Reactions: Like 3 | EyeCandy! 1 | Way Cool 7


----------



## Jerry B (Apr 20, 2016)

very cool, good job on both of these 
I've got the same jig, go to her website and download the excel file (I think it's an excel file LOL)
you can use it to "lay-out" different designs and see how it looks before you actually turn the wood, ...... very useful little program

Reactions: Thank You! 1 | Informative 1


----------



## duncsuss (Apr 20, 2016)

Jerry B said:


> very cool, good job on both of these
> I've got the same jig, go to her website and download the excel file (I think it's an excel file LOL)
> you can use it to "lay-out" different designs and see how it looks before you actually turn the wood, ...... very useful little program


Thanks! Yes, it's an Excel file  She gave me a DVD along with the purchase, it had that plus several of the "how to" docs that are on her website -- but so far I haven't found anything on the DVD that I hadn't already seen. Next up I'm going to watch the presentation @TimR gave to his turning club, Ruth links to it from her site.

Reactions: Like 1


----------



## Sprung (Apr 20, 2016)

Duncan, those are nice. I've given thought to getting one of those from Ruth. I've done a couple pendants using a waste block on my bottle stopper chuck and some super sticky double sided tape - I've enjoyed it, but think the Joyner jig would make it even more fun.

Reactions: Thank You! 1


----------



## rdabpenman (Apr 20, 2016)

Interesting.

Les

Reactions: Thank You! 1


----------



## Woodturner1975 (Apr 20, 2016)

Nice work Duncan!

Reactions: Thank You! 1


----------



## duncsuss (Apr 20, 2016)

Sprung said:


> I've given thought to getting one of those from Ruth.

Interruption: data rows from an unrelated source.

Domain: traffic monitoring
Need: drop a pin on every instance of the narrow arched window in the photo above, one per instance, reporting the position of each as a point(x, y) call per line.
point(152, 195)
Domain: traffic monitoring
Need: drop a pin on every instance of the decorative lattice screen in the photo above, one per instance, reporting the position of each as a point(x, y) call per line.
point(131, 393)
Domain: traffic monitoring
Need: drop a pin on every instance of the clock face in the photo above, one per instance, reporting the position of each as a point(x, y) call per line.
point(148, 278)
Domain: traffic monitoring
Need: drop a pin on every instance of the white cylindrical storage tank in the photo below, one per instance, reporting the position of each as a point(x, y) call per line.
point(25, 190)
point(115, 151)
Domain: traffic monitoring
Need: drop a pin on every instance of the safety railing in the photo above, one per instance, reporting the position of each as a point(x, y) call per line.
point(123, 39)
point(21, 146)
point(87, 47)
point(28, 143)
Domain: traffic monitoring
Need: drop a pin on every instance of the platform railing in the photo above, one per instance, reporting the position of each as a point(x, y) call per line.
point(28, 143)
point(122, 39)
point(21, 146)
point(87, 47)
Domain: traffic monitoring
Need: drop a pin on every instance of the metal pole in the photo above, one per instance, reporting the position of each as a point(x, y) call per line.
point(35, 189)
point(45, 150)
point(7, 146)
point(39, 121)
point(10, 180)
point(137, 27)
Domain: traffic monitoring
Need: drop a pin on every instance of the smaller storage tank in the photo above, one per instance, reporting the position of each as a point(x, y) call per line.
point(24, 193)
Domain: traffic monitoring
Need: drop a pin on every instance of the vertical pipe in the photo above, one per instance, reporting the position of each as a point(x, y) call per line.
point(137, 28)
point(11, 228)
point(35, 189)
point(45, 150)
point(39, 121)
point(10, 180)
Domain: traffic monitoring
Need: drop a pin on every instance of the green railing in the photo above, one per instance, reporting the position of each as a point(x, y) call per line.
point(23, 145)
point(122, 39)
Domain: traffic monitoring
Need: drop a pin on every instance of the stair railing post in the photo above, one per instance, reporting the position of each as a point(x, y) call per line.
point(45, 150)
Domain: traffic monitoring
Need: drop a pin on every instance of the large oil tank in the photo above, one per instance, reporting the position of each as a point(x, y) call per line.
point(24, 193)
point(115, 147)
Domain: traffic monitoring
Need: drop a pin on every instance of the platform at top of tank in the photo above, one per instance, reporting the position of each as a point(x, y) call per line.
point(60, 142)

I'd been thinking about getting one for a while, then several months ago I saw that Peachtree are selling one cheaper. Then I saw _*THIS THREAD*_ on IAP (penturners.org) and decided that (a) I will never buy from Peachtree again, and (b) I would definitely buy one from Ruth "out of solidarity", even if I never really use it for anything.

There are many sides to a story, of course, but I believe in this case it's fairly clear what happened.

Reactions: Like 1 | Informative 2


----------



## Schroedc (Apr 20, 2016)

duncsuss said:


> I'd been thinking about getting one for a while, then several months ago I saw that Peachtree are selling one cheaper. Then I saw _*THIS THREAD*_ on IAP (penturners.org) and decided that (a) I will never buy from Peachtree again, and (b) I would definitely buy one from Ruth "out of solidarity", even if I never really use it for anything.
> 
> There are many sides to a story, of course, but I believe in this case it's fairly clear what happened.



Ouch, Good info to know, I've seen them over the years and keep thinking about getting one...

Reactions: Like 1


----------



## duncsuss (Apr 20, 2016)

Schroedc said:


> Ouch, Good info to know, I've seen them over the years and keep thinking about getting one...



If I'd used one before buying, I think I would have bought an extra "faceplate." At first, both faces are flat (so you need a flat waste-block screwed onto the faceplate.) When you flip it around, the face you've already worked is naturally domed -- so you need a dome-recess in the waste-block.

Rather than keep turning away the waste-block, I picked up another chunk of maple and drilled & tapped it (not very well tapped, but well enough that it screws on tight and squares itself against the mandrel rim.) I scraped a dome into it, and then used that for the "second side," after I've done all off-center stuff.

Reactions: Informative 1


----------